All Saints Episcopal School, Fort Worth
Teaches: High school physics, structural engineering
Education: Bachelor of Science, Auburn University; Archaeology, Southwestern Baptist Theological Seminary
Experience: 24 years, including 23 at All Saints
Lyle Crossley's students have designed, funded, built and raced full-size solar-powered electric cars the last three years. So the school this year is turning the club project into a class.
To Crossley, the ever-changing project represents what he and his wife, the English department chair at All Saints, enjoy about teaching.
“It's something you're always changing and refining,” he said. Private school students aren't subject to state-required tests. “It's all about college admissions, and college success is what we're measured by.”
Crossley's students have raised a total $59,000 over the last three years to build three cars that they raced in an annual competition against more than 100 other schools.
A local business has donated space for the students to work in, but, with the creation of a course, Crossley is looking to move the project on campus this year. Students previously worked on the cars in the evenings and weekends and over the summer. “They had to give up a lot of their time to do it,” he says.
Lokey Metals in Fort Worth has donated the metal. The students buy an electric motor and solar modules from different suppliers.

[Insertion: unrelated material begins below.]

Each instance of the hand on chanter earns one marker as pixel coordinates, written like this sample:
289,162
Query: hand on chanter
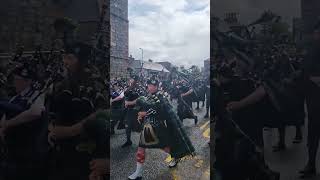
141,115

The vehicle has typically been open-frame, but “this year, we're trying to make a fiberglass body and make it a little more aerodynamic,” Crossley says. “We just keep adding different kinds of skills.”
Parent Elliott Wright, in nominating Crossley, said, “He is a scientist who is gifted with the ability to teach. He loves kids, and kids love him - and they learn from him.”
Off the clock, Crossley says, “We just became grandparents. That's kind of occupied us a little bit.” The couple has a daughter doing a medical residency in Houston. “We love to travel and read.”